ヲタは魔法をかけられたまま

松浦亜弥中野サンプラザ夜紺に行く。
2006年のライブで幻滅して、
2007年のライブで納得して、
さあ、2008年の松浦は。



全編生バンドで行われたライブ、今日気づいたのは、生バンドだと圧倒的にヲタ芸がしづらい、ということ。まあそもそもしようとする人がいないのだが。
ライブ中、何度か楕円状の鏡がステージ上に下りてきて、松浦の後ろ姿、特に脚を映し出したのだが、これが演出上どのような意味を持ったのか僕にはよく分からなかった。ただ、アイドルのライブであれば、以前だったらスクリーンにアイドルの顔を映し出したはずだった。今回スクリーンには曲のイメージに沿った映像が流れた。

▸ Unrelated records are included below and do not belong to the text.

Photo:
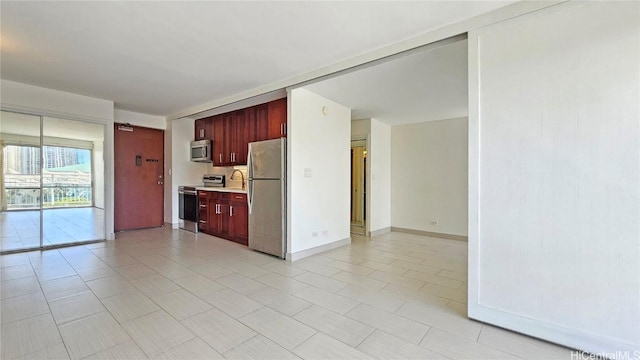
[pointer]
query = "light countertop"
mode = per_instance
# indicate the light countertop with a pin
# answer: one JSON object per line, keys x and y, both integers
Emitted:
{"x": 222, "y": 189}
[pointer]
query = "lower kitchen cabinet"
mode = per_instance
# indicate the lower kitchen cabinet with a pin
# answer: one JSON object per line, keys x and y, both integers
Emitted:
{"x": 239, "y": 219}
{"x": 224, "y": 215}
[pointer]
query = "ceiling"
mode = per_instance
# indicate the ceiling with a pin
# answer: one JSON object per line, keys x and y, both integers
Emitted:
{"x": 424, "y": 86}
{"x": 161, "y": 58}
{"x": 29, "y": 125}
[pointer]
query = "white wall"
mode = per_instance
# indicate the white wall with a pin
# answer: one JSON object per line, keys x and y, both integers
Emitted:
{"x": 179, "y": 170}
{"x": 320, "y": 143}
{"x": 139, "y": 119}
{"x": 380, "y": 176}
{"x": 554, "y": 172}
{"x": 429, "y": 176}
{"x": 36, "y": 100}
{"x": 98, "y": 174}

アイドルのライブは見せるもの、歌手のライブは聴かせるもの。そういうことであるなら、松浦亜弥のライブは歌手のライブであった。「ダブルレインボウ」で、松浦亜弥は完全にヲタを黙らせた。あまりにも歌の力で圧倒されて、中途半端にのることすらできなかった。以前(4、5年前)であれば、「初めて唇を重ねた夜」を歌っている最中に邪魔が入るようなこともあったけれど、今は全くない。「ダブルレインボウ」が終わった瞬間のヲタの拍手は、ほとんどスタンディングオベーションか、クラシックコンサートのアンコールに近かった。
ここで、魔法がかかった。
以降、ノリのいい曲が続く。それは「あやや」だった頃の曲たち。そこはそこで見事にアイドルを演じられる松浦は本当にすばらしい。でもなんだか、再放送みたいな気もする。「アイドルである」でなくて、「アイドルしている」という印象も、あるかなあ。これはもうないものねだりだけれども。
アンコールの「可能性の道」で出だしの歌詞を忘れる松浦。これがわざとであったとしても、あるいは本当に歌詞を忘れて、それをうまく利用したのだとしても、ともかく松浦はそれをヲタが嬉々としてつっこむネタとした。恥ずかしげもなく、ヲタに歌詞の出だしを聞く松浦。これを、歌手としてのプロ意識なしだなどという的外れな非難をしないようにしなければならない。松浦がヲタに甘えなければ、松浦はアイドルであることを完全に放棄しなければならないのだ。松浦がヲタを必要としているポーズをとらなければ、松浦は全くヲタを必要としない歌手になってしまう。なぜなら、松浦のライブは基本的に突っ込む余地がないほどうますぎるのだ。MCでも散々にヲタをいじり(完全にヲタを個別にいじったりもする)、そしてヲタに甘える。そこに辛うじて「あやや」が残っている。そうやって、彼女はアイドルと歌手のバランスを自ら取っているのだと確信した。
それにしても、我々に能動性は残されていたのか。「ダブルレインボウ」で魔法をかけられてから一層、僕らはヲタ的な振る舞い――つまりは演者が求める秩序の外に出ようとする振る舞い――を完全に封じられてしまったようだ。松浦を本当に困らせることを僕らはあの現場ではできなかった。松浦はそんな空間を自ら作り上げたのだ。それはパフォーマーとしての熟達ぶりを示す。
素晴らしいライブだった。言葉としてその素晴らしさが書けるライブだ。その中で一番言葉で書けなそうなのはあの「ダブルレインボウ」の響きだ。それは歌手の力であって、アイドルの魅力ではない。もちろん僕はないものねだりを続けようとは思わない。彼女なりの到達点であるこのライブは、非の打ち所がなかったと確かに思う。彼女の魔法で、ヲタを完全に統制下に置く。今ヲタ芸でのライブ荒らしなど、ヲタの横暴が問題化される中で、中野サンプラザは楽園であったのかもしれない。
ただ結局僕は、2003年までの松浦紺のほうが好きだ。あの頃、僕は「あやや」になることが出来た(今「ダブルレインボウ」を歌う松浦に、もはや同一化は不可能だ)。その空間は「我々の空間」で、我々がいなきゃダメな空間だった(今の℃-uteのように)。今、松浦紺は、松浦がヲタに手を差し伸べることで、辛うじて「我々空間」として成立している危さも存在していた気がする。幸か不幸か、松浦は歌も何もうますぎたのだ。松浦の劣化版のような前田憂佳がアイドル性を今はちきらせていることを見たとき、アイドルはヲタの能動性によって現象として発露するものなのだということを改めて感じずにはいられない。難しいもんだなあ。